Albert Einstein’ın görelilik teorilerinin etkisi, nükleer enerjiden GPS cihazlarına, kendi ahlak kavramlarına kadar uzanıyor. Kültürel etkisi geniş ve neredeyse daraltmak neredeyse imkansız ve tam da ona zamanımızın en etkili düşünürlerinden birinin unvanını kazandı.
Einstein'ın görelilik teorisi ve sayısız bilimsel bulguları, nükleer enerji üretimi ve her ikisinin de kültürel çıkarımları olan küresel konumlandırma sistemi (GPS) uydularını senkronize etmek için uzun süren etkilere sahiptir. Nükleer enerji, yenilenebilir olmayan kaynaklara olan bağımlılığımızı azaltmamızı sağladı, ancak yine de onu iklim değişikliği tartışmasında tartışmalı bir enerji kaynağı haline getiren yenilenebilir kaynaklarınkiyle karşılaştırılabilir karbon dioksit emisyonlarını bırakıyor. GPS teknolojisinin halka sunulmasıyla birlikte, somut kağıt haritaları esasen modası geçmiş durumda, daha çok insan akıllı telefonlara ve araç içi navigasyon cihazlarına güveniyor. Bu cihazlar aynı zamanda sosyal medya ağlarına da bağlanmış, insanlara bir yere "check-in" yapma ve nerede olduklarını arkadaşlarına bildirme seçeneği sunmuştur.

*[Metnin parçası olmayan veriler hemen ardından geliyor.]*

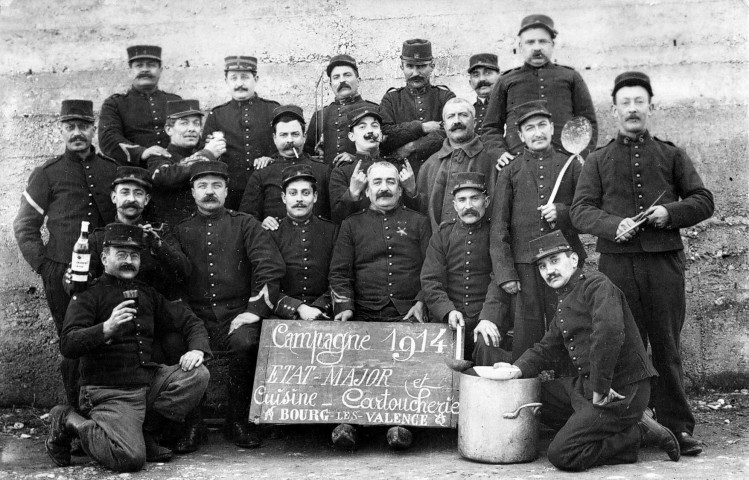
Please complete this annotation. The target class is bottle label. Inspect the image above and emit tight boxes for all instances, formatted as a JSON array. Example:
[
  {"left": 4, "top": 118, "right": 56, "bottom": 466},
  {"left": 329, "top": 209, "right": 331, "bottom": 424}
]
[{"left": 71, "top": 253, "right": 91, "bottom": 275}]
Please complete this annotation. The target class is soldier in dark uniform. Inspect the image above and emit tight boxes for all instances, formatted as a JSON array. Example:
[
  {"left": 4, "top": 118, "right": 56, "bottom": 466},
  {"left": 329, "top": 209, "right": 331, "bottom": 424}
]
[
  {"left": 468, "top": 53, "right": 499, "bottom": 135},
  {"left": 330, "top": 162, "right": 431, "bottom": 449},
  {"left": 239, "top": 105, "right": 330, "bottom": 230},
  {"left": 571, "top": 72, "right": 714, "bottom": 455},
  {"left": 495, "top": 231, "right": 680, "bottom": 471},
  {"left": 380, "top": 38, "right": 455, "bottom": 175},
  {"left": 203, "top": 55, "right": 279, "bottom": 210},
  {"left": 421, "top": 172, "right": 509, "bottom": 365},
  {"left": 99, "top": 45, "right": 180, "bottom": 167},
  {"left": 416, "top": 98, "right": 497, "bottom": 231},
  {"left": 329, "top": 105, "right": 419, "bottom": 223},
  {"left": 148, "top": 100, "right": 226, "bottom": 231},
  {"left": 304, "top": 54, "right": 377, "bottom": 166},
  {"left": 46, "top": 223, "right": 211, "bottom": 471},
  {"left": 13, "top": 100, "right": 117, "bottom": 406},
  {"left": 482, "top": 15, "right": 598, "bottom": 167},
  {"left": 491, "top": 100, "right": 586, "bottom": 368},
  {"left": 174, "top": 162, "right": 285, "bottom": 447},
  {"left": 271, "top": 164, "right": 338, "bottom": 320}
]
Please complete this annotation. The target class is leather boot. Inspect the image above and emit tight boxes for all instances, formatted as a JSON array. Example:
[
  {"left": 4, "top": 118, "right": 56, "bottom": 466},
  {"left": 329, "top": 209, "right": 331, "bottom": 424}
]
[
  {"left": 330, "top": 423, "right": 359, "bottom": 450},
  {"left": 637, "top": 408, "right": 681, "bottom": 462},
  {"left": 174, "top": 406, "right": 205, "bottom": 454},
  {"left": 387, "top": 426, "right": 413, "bottom": 450}
]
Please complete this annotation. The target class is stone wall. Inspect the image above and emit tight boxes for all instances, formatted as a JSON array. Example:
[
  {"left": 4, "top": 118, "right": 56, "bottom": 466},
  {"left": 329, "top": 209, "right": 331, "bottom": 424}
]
[{"left": 0, "top": 0, "right": 749, "bottom": 405}]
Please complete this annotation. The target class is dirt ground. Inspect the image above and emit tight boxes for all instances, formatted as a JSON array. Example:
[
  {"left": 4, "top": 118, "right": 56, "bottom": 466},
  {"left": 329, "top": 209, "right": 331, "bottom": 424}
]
[{"left": 0, "top": 390, "right": 749, "bottom": 480}]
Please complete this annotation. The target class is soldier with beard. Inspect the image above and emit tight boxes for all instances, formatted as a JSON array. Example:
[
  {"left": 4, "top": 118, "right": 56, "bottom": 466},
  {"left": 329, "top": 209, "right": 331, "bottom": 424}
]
[
  {"left": 417, "top": 98, "right": 497, "bottom": 231},
  {"left": 304, "top": 54, "right": 377, "bottom": 166}
]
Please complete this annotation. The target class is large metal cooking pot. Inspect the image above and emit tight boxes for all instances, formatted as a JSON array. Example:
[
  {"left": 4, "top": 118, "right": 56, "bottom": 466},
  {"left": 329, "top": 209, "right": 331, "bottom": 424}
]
[{"left": 458, "top": 374, "right": 541, "bottom": 463}]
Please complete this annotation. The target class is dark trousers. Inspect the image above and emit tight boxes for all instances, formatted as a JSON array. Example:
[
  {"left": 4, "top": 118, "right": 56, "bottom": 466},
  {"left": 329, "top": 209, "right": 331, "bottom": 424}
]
[
  {"left": 40, "top": 259, "right": 78, "bottom": 410},
  {"left": 598, "top": 250, "right": 694, "bottom": 434},
  {"left": 78, "top": 365, "right": 210, "bottom": 472},
  {"left": 541, "top": 377, "right": 650, "bottom": 471}
]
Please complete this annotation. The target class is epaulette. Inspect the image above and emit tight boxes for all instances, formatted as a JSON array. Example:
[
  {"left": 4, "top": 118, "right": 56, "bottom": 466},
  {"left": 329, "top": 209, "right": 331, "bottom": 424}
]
[{"left": 499, "top": 66, "right": 523, "bottom": 77}]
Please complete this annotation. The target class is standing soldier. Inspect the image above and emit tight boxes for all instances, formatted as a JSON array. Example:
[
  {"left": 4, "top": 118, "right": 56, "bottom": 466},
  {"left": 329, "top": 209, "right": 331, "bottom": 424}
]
[
  {"left": 271, "top": 165, "right": 338, "bottom": 320},
  {"left": 175, "top": 161, "right": 285, "bottom": 448},
  {"left": 482, "top": 15, "right": 598, "bottom": 168},
  {"left": 148, "top": 100, "right": 226, "bottom": 229},
  {"left": 304, "top": 54, "right": 377, "bottom": 166},
  {"left": 490, "top": 100, "right": 585, "bottom": 360},
  {"left": 239, "top": 105, "right": 330, "bottom": 226},
  {"left": 571, "top": 72, "right": 715, "bottom": 455},
  {"left": 417, "top": 98, "right": 497, "bottom": 231},
  {"left": 13, "top": 100, "right": 117, "bottom": 406},
  {"left": 468, "top": 53, "right": 499, "bottom": 135},
  {"left": 380, "top": 38, "right": 455, "bottom": 175},
  {"left": 203, "top": 55, "right": 279, "bottom": 210},
  {"left": 99, "top": 45, "right": 180, "bottom": 167}
]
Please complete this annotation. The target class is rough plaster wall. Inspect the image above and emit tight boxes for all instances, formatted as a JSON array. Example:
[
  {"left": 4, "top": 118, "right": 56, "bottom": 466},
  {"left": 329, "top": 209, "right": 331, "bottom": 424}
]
[{"left": 0, "top": 0, "right": 749, "bottom": 405}]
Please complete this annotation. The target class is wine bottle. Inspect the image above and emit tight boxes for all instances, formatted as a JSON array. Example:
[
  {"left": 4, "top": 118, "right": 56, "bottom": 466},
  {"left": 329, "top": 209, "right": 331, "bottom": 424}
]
[{"left": 70, "top": 222, "right": 91, "bottom": 293}]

Einstein'ın görelilik teorileri, filozoflar üzerinde de büyük bir etkiye sahipti; zira teoriler daha önce ahlak kavramlarını alt üst etti. Teoriler, gerçeklerin artık mutlak olmadığını, her şeyin bir kişinin kendi deneyimine ve bakış açısına bağlı olduğunu belirtti. Başka bir deyişle, doğru ve yanlış nosyonu artık siyah ve beyaz değildi, çünkü kişiden kişiye değişiyordu, bu nedenle her bireyin görüş ve bakış açılarını doğal olarak geçerli kılıyordu.